The aim of the present work is to question the hypothetical margins of criminal relevance of assistance behaviors provided by the rescue operators at sea (especially if belonging to N.G.O.s) in favor of the migrants intercepted in the Mediterranean Sea and transferred to the Italian shores. This analysis, which will necessarily presuppose the recognition of the numerous national and international obligations in term of search and rescue at sea, will move from the examination of the relations between the ordinary and lawful rescue operations and the crime of facilitating illegal immigration; then it will consider the possibility − presented by recent judicial cases, starting from the criminal proceedings that saw the seizure of the Iuventa ship, belonging to the N.G.O. Jugend Rettet − that some conducts carried out by the rescuers, further and different from those strictly related to the rescue activities, may be concretely considered suitable to support their responsibility under Article 12 of Italian t.u. imm.

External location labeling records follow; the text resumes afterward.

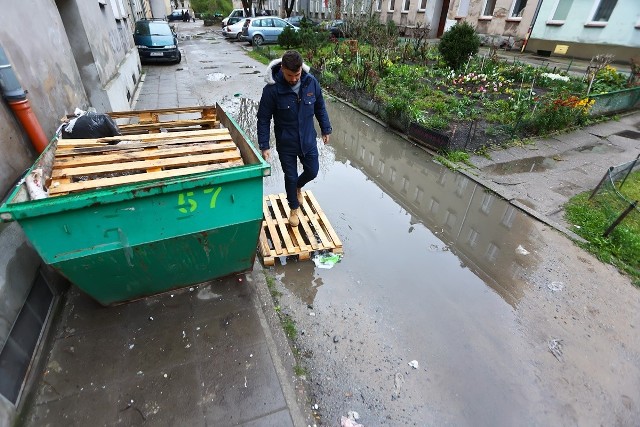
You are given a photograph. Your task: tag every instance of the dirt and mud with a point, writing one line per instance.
(509, 321)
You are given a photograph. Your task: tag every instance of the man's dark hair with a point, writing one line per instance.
(292, 60)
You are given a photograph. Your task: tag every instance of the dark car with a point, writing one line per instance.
(177, 15)
(156, 41)
(301, 20)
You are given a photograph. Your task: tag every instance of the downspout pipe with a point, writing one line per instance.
(16, 97)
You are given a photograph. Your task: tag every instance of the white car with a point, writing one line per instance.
(233, 31)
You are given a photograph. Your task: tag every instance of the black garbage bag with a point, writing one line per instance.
(90, 125)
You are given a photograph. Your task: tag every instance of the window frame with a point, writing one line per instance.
(551, 20)
(594, 10)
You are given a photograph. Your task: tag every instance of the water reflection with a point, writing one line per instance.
(487, 235)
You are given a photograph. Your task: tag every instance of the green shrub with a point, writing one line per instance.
(289, 38)
(458, 44)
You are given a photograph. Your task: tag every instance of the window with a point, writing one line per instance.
(463, 8)
(603, 10)
(473, 238)
(518, 8)
(487, 201)
(562, 10)
(489, 6)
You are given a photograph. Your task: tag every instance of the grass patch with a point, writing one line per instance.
(299, 371)
(621, 247)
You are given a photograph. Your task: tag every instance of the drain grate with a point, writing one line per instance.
(631, 134)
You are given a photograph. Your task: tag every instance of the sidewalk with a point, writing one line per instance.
(540, 178)
(208, 355)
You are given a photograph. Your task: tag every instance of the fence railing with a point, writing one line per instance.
(611, 186)
(614, 102)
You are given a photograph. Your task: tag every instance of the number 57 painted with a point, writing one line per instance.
(187, 202)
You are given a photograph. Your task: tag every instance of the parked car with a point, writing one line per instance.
(156, 41)
(239, 13)
(177, 15)
(233, 30)
(300, 19)
(264, 30)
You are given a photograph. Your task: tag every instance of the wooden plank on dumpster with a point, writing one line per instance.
(56, 188)
(171, 162)
(142, 153)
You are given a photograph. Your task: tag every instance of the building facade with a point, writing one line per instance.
(65, 54)
(501, 23)
(585, 28)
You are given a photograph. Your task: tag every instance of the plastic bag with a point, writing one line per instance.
(90, 125)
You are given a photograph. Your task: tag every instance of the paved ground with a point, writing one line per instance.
(215, 354)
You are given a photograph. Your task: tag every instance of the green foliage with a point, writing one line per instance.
(458, 44)
(289, 38)
(212, 7)
(592, 218)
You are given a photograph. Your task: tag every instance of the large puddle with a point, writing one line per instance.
(432, 271)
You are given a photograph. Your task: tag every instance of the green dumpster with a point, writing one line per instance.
(126, 241)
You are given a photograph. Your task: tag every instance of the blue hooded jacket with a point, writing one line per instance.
(292, 113)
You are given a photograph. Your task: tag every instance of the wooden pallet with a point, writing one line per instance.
(85, 164)
(152, 121)
(278, 238)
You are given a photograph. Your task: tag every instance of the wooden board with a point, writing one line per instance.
(279, 239)
(85, 164)
(152, 121)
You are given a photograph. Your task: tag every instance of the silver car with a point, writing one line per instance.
(264, 30)
(233, 31)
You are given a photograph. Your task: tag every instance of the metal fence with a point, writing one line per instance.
(614, 102)
(611, 194)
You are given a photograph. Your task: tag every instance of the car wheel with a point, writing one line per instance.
(258, 40)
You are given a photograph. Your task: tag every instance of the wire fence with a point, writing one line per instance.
(611, 196)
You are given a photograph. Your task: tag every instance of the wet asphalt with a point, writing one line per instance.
(215, 354)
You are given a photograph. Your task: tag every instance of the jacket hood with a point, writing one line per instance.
(273, 68)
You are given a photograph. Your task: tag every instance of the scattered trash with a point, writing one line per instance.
(555, 347)
(398, 380)
(555, 286)
(327, 260)
(348, 422)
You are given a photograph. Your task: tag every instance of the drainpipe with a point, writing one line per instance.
(16, 97)
(533, 22)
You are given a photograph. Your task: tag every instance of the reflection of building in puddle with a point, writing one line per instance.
(300, 279)
(489, 235)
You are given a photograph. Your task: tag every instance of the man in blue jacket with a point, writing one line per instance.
(293, 97)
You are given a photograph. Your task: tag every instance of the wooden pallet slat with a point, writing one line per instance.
(276, 232)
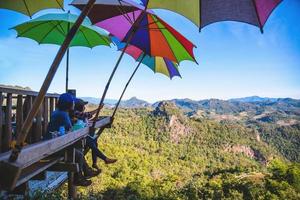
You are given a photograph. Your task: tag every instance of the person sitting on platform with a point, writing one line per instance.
(59, 125)
(91, 141)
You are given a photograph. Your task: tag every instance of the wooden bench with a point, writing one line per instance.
(32, 155)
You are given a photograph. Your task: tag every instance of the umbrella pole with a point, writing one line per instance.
(125, 88)
(67, 70)
(39, 99)
(101, 103)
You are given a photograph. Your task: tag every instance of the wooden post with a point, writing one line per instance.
(51, 109)
(125, 88)
(52, 71)
(7, 136)
(27, 107)
(70, 158)
(38, 130)
(1, 121)
(45, 115)
(67, 70)
(133, 31)
(55, 103)
(19, 113)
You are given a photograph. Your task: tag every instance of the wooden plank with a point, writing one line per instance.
(65, 167)
(55, 103)
(34, 153)
(19, 113)
(9, 176)
(45, 115)
(7, 135)
(38, 127)
(22, 189)
(26, 109)
(70, 157)
(1, 120)
(23, 92)
(52, 106)
(40, 177)
(35, 169)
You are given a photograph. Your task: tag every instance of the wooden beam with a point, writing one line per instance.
(52, 106)
(22, 189)
(1, 120)
(65, 167)
(46, 84)
(70, 157)
(40, 177)
(26, 109)
(45, 115)
(7, 135)
(19, 113)
(23, 92)
(35, 169)
(32, 154)
(38, 127)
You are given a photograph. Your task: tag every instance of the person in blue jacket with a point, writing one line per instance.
(60, 124)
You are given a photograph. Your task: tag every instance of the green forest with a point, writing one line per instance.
(164, 154)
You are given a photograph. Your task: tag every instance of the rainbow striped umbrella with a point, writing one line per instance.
(155, 63)
(30, 7)
(134, 25)
(205, 12)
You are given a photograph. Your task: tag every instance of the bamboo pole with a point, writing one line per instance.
(67, 70)
(101, 103)
(51, 73)
(125, 88)
(67, 62)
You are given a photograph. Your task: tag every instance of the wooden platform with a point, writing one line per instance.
(30, 161)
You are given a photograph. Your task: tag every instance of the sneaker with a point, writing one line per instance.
(91, 173)
(95, 166)
(82, 182)
(110, 161)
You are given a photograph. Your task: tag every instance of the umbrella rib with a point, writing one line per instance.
(181, 44)
(45, 22)
(120, 8)
(60, 5)
(104, 39)
(49, 33)
(170, 45)
(24, 1)
(62, 30)
(86, 38)
(124, 15)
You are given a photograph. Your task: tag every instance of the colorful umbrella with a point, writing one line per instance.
(134, 25)
(46, 84)
(205, 12)
(30, 7)
(156, 64)
(53, 29)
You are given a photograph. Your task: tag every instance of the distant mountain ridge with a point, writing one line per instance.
(253, 104)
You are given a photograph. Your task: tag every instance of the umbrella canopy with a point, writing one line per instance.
(53, 29)
(156, 64)
(30, 7)
(151, 34)
(205, 12)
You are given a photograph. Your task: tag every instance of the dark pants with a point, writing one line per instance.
(92, 143)
(80, 159)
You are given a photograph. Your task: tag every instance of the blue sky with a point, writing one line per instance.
(235, 60)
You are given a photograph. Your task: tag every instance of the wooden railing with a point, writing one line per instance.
(37, 156)
(14, 106)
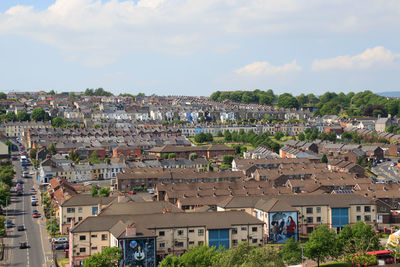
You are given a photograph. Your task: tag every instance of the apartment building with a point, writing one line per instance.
(79, 207)
(173, 233)
(336, 210)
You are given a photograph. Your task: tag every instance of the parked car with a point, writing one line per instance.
(9, 224)
(23, 245)
(62, 246)
(60, 240)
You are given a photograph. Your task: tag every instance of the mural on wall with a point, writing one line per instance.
(282, 226)
(138, 252)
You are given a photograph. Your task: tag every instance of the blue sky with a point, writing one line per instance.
(195, 47)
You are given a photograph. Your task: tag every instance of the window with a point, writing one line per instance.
(178, 244)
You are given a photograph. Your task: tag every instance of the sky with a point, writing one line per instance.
(195, 47)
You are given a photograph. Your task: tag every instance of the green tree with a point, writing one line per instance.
(10, 116)
(200, 138)
(287, 101)
(94, 191)
(22, 116)
(321, 245)
(74, 156)
(227, 136)
(104, 192)
(291, 252)
(227, 159)
(109, 257)
(278, 135)
(38, 114)
(198, 256)
(246, 255)
(301, 137)
(52, 149)
(324, 159)
(32, 153)
(52, 226)
(58, 122)
(358, 238)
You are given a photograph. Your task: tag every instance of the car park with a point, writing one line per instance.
(62, 246)
(35, 214)
(23, 245)
(60, 240)
(9, 224)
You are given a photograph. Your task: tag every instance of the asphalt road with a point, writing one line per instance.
(21, 212)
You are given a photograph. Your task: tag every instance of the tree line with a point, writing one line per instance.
(349, 246)
(351, 104)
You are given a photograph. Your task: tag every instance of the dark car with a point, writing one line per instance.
(9, 224)
(23, 245)
(62, 246)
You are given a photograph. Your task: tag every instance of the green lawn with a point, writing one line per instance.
(62, 261)
(335, 264)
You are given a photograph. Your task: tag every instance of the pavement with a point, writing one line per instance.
(20, 212)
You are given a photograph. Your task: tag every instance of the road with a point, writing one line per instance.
(21, 214)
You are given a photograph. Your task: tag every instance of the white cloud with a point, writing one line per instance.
(98, 32)
(377, 57)
(265, 68)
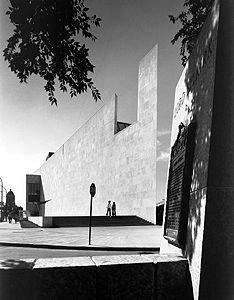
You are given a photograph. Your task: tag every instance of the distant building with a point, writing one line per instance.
(10, 199)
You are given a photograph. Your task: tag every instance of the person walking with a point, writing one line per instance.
(113, 208)
(108, 212)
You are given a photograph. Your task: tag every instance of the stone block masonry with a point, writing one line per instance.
(204, 95)
(122, 165)
(127, 277)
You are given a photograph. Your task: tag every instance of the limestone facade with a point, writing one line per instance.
(122, 165)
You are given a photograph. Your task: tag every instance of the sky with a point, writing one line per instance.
(30, 127)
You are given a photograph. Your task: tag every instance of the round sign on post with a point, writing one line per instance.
(92, 193)
(92, 189)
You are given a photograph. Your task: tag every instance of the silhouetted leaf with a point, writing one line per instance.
(45, 43)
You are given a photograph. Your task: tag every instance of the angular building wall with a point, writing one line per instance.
(122, 165)
(204, 95)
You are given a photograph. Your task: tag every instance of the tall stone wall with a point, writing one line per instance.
(122, 165)
(204, 95)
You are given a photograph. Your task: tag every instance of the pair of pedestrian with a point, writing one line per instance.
(111, 209)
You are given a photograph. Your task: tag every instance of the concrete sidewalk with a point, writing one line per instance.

Human traffickers frequently take advantage of operative protocols, that make them unpunishable pursuant the Italian Criminal Law, because, according to Art. 6 of the Italian Penal Code and International Convention on the High Sea, jurisdictional powers cannot be exercised when the conduct is committed on the High Sea. So, illustrating the territorial limitations of the efficacy of Criminal Law, the research focuses on the hermeneutical solution given by the Court of Cassation that, apparently with the intent of pursuing a more effectivity of the Criminal response, recurred to the controversial category of the indirect offender in order to sanction smuggling conducts that enjoy the rescue intervention of the Italian authorities to reach their criminal aims. In turn, in order to better identify the Italian jurisdiction in the crime of Art. 12 T.U. imm. I propose to correctly apply the concorso di persone (art. 110 c.p.) and the reato eventualmente permanente. The difficulties of a dogmatic framing, together with the trend towards a universalistic validity of the jurisdictional powers when human rights are involved, may recommend an interpretation of Art. 7 of the Italian Penal Code to cover a wider protection of human rights, according to interpretive solutions of § 6 of the German Penal Code.